Good grief, fancy having to wear a coat in all this heat, but she’d needed to cover her costume until just the right moment. No way would she have had the balls to strut down the street dressed like this.
She crept out from behind the hedge and glanced at the front entrance of the library. No sign of Jake yet. She’d give him another few minutes before getting into character. Her mouth went dry as she dug into the pocket of the coat and pulled out the little black box called the stud finder, a bright red ribbon tied around it.

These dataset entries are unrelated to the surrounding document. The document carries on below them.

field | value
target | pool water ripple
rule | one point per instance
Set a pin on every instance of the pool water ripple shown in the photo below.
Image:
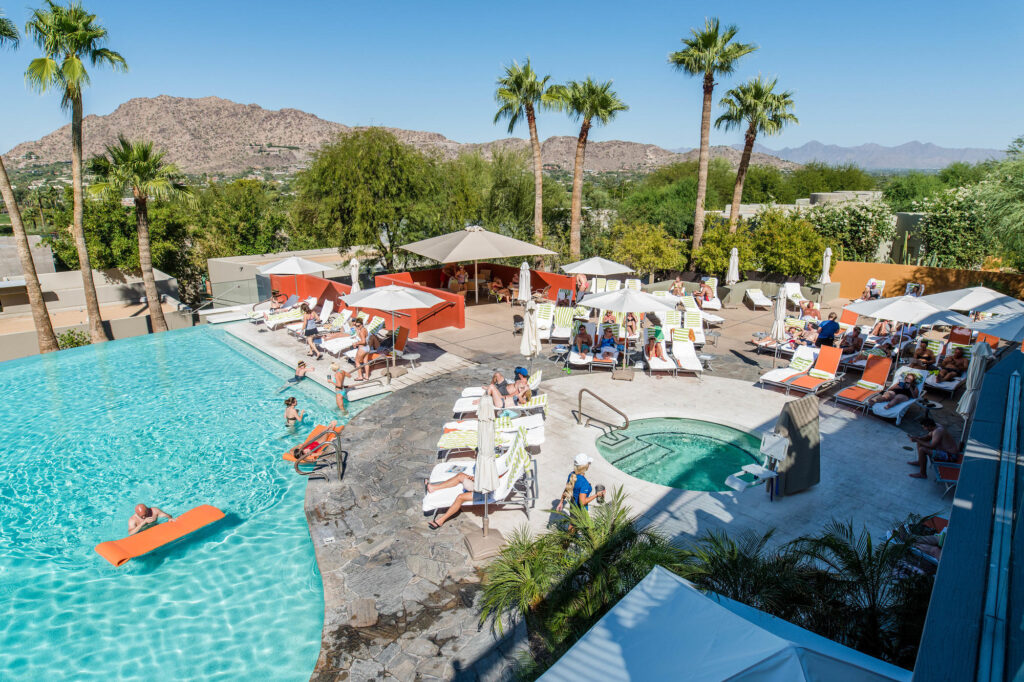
(176, 419)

A passing couple gave her a strange look as she half-hid among the foliage of the Lilly Pilly hedge. Heat washed over her face. Heavens, if the police came along right now, they’d think she was a suspicious character and pick her up for loitering. If they got a look under the coat, they’d slap a soliciting charge on her.
A
movement at the front of the library caught her attention. Jake, his hand under the arm of an elderly lady as he assisted her down the wide marbled steps. He guided her over to a cab parked in front of the library and helped her inside, closing the door after her.
Okay, Madison, it’s time.
She shrugged out of the coat and slung it over the bushes before stepping into the circle of light created by the single streetlight. Back arched to push her breasts higher, she leaned against the light pole, one hand perched on her hip and the other, clutching the gift-wrapped stud finder, tucked behind her back.
Jake walked with his head down, a forlorn picture. Madison’s heart felt heavy, like a lump of lead in her chest. Her palms were sweaty and she had a sudden desire to burst into tears. Jake looked beaten, as if he’d lost his best friend.
Had she done that to him? Did she have the courage to go on with her crazy plan? There was a good chance he was so fed up he wouldn’t be remotely interested.
She shook her head. It didn’t matter. She had to try. Bart was right. You didn’t get too many chances in this life, and she’d be an idiot if she didn’t at least make the effort to grasp at a chance of happiness.
Her heart started to pound as Jake moved into the circle of light. She clutched the little black box tighter, ran her tongue along her dry lips and dragged in a shaky breath.
“Hey, Mister,” she crooned in a husky voice, “I’m looking for a stud. I even have the right equipment for the job.” She extended her hand, the black box on her palm, the red ribbon fluttering in the light breeze. “You interested?”
Jake started in surprise. The soft female voice full of sexual innuendo dragged him to an immediate full stop. For a moment, he could have sworn…
Nah, it couldn’t be. He raised his head, glancing over at the woman.
His jaw sagged. The blood drained from his face and he didn’t need a degree in anatomy to work out where it had all gone. His cock tightened with need, swelling to almost painful proportions. He shuffled his feet, trying to ease the constriction in his trousers as he closed his mouth and swallowed.